POST FALLS – Uno the Post Falls K-9 comenzó su semana ayudando a la policía de Coeur d’Alene como un perro rastreador de dispositivos electrónicos.

Sin embargo, el martes se convirtió en el punto focal de un Starbucks en Peak Road.

Dan Wilson y su esposa, Sue Wilson, pasaron por el café para visitar a su nieta donde ella trabaja, pero se quedaron para aprender más sobre su nuevo amigo de cuatro patas.

“Me saludó en la puerta, Ono es su nombre”, dijo Dan.

La familia Wilson se sorprendió al conocer los entresijos de cómo su laboratorio amarillo de 3 años ayuda a las autoridades a encontrar dispositivos electrónicos relacionados con el abuso sexual infantil.

«Entiendo por qué es importante oler los dispositivos electrónicos», dijo Dan. «Aparentemente, sólo hay unos 200 de estos perros».

Ono es el único perro en el norte de Idaho con capacidades de detección electrónica, y llegó al Departamento de Policía de Post Falls a través de un programa ofrecido por el Instituto Nacional de Informática Forense del Servicio Secreto de EE. UU., que cubre el costo del entrenamiento de los perros.
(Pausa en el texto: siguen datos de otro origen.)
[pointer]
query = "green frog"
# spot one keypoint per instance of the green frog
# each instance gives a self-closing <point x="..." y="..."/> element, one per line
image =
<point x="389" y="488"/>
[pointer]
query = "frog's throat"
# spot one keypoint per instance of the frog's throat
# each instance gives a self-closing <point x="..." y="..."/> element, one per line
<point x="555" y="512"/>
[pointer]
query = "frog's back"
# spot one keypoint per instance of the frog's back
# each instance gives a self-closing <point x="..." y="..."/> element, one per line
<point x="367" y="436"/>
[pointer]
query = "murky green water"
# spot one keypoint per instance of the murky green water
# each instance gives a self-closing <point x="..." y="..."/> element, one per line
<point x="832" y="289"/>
El compañero humano de Ono, el detective Jason Cobb, manejó la conversación en nombre del equipo.

Al realizar eventos de participación comunitaria como el del martes, Cobb dijo que la pregunta principal que hace la gente es ¿qué son los perros detectores de almacenamiento electrónico?

Uno ayuda a la policía a detectar discos duros, unidades USB y tarjetas de memoria ocultos que contienen material ilícito, que a menudo está relacionado con el abuso sexual infantil.
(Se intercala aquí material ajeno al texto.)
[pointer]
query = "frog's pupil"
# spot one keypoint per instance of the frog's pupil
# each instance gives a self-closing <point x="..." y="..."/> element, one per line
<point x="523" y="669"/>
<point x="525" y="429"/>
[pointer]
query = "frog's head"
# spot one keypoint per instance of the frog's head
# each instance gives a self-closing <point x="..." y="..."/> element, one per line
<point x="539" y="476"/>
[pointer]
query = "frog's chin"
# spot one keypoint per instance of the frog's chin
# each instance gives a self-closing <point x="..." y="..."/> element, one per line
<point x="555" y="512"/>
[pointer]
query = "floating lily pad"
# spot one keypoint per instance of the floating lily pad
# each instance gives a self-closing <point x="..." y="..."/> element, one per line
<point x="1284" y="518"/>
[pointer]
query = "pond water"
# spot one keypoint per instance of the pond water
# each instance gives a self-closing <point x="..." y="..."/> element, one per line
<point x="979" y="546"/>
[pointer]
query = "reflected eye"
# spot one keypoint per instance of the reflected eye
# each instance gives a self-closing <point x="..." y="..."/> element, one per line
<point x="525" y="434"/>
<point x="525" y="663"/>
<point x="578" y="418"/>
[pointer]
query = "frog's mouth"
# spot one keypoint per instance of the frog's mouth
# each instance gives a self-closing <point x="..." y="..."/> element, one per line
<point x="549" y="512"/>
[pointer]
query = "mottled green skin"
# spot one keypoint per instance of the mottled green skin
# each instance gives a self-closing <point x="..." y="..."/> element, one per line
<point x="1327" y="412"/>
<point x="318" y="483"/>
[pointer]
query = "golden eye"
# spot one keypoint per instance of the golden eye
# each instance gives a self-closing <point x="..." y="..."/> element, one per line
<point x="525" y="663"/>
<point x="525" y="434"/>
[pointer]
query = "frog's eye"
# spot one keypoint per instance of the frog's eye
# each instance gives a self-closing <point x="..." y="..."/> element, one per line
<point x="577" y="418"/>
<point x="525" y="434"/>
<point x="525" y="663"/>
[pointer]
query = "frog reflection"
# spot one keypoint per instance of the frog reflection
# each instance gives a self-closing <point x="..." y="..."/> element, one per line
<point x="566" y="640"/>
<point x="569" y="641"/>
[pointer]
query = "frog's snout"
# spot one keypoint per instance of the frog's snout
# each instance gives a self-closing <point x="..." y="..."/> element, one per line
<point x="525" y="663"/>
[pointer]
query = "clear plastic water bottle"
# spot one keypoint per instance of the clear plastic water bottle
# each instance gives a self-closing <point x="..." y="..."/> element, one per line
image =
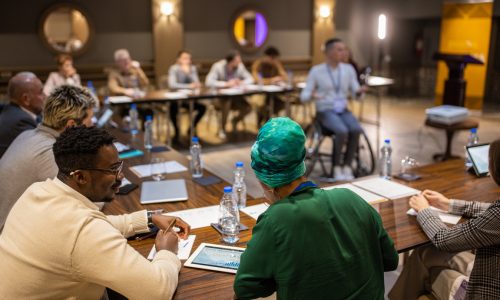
<point x="228" y="218"/>
<point x="386" y="160"/>
<point x="148" y="132"/>
<point x="134" y="119"/>
<point x="260" y="81"/>
<point x="472" y="140"/>
<point x="289" y="83"/>
<point x="196" y="164"/>
<point x="239" y="186"/>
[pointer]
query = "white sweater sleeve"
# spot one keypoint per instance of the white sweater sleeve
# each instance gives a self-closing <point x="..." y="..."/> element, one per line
<point x="102" y="256"/>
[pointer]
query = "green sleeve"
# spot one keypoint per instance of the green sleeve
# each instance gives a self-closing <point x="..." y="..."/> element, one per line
<point x="255" y="276"/>
<point x="390" y="256"/>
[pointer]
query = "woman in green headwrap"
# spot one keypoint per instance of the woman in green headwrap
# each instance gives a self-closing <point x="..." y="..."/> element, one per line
<point x="310" y="243"/>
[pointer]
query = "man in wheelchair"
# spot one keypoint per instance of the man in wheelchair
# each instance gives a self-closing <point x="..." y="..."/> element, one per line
<point x="329" y="84"/>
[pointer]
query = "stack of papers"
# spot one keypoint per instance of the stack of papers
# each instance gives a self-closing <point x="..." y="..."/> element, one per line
<point x="119" y="99"/>
<point x="386" y="188"/>
<point x="231" y="91"/>
<point x="367" y="196"/>
<point x="170" y="167"/>
<point x="175" y="95"/>
<point x="272" y="88"/>
<point x="255" y="211"/>
<point x="443" y="215"/>
<point x="198" y="217"/>
<point x="184" y="248"/>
«Es sorprendente las cosas que puede encontrar», dijo Cope sobre las habilidades de Ono.

El Departamento de Policía de Post Falls es parte del Grupo de Trabajo sobre Delitos en Internet contra Niños.

Sólo hay tres investigadores del ICAC en la región del norte de Idaho y regularmente se ayudan entre sí con los casos. El año pasado, el investigador de Post Falls, Jeremy McMillen, se hizo cargo de 20 investigaciones del ICAC y realizó 32 pruebas forenses en teléfonos y computadoras.

A través de estas investigaciones, McMillen analizó 13.225 gigabytes de datos para buscar materiales ilegales.

Cobb trabaja como investigador forense informático en el laboratorio cibernético del departamento. La pareja debe responder a las órdenes de registro provinciales cada dos semanas, dijo.

Dijo que la gravedad de los crímenes que persigue el equipo no impide que Ono sea un perro normal cuando está fuera de servicio.

«Le encanta su trabajo, y cuando se quita la chaqueta, es un perro normal. Y cuando está en el trabajo, a veces la gente se acerca a saludarlo si tienen un día difícil», dijo Cobb.

K-9 Ono, que huele dispositivos electrónicos, fue la estrella del evento Café con policía de la policía de Post Falls el martes por la mañana en el Starbucks de Peck Road.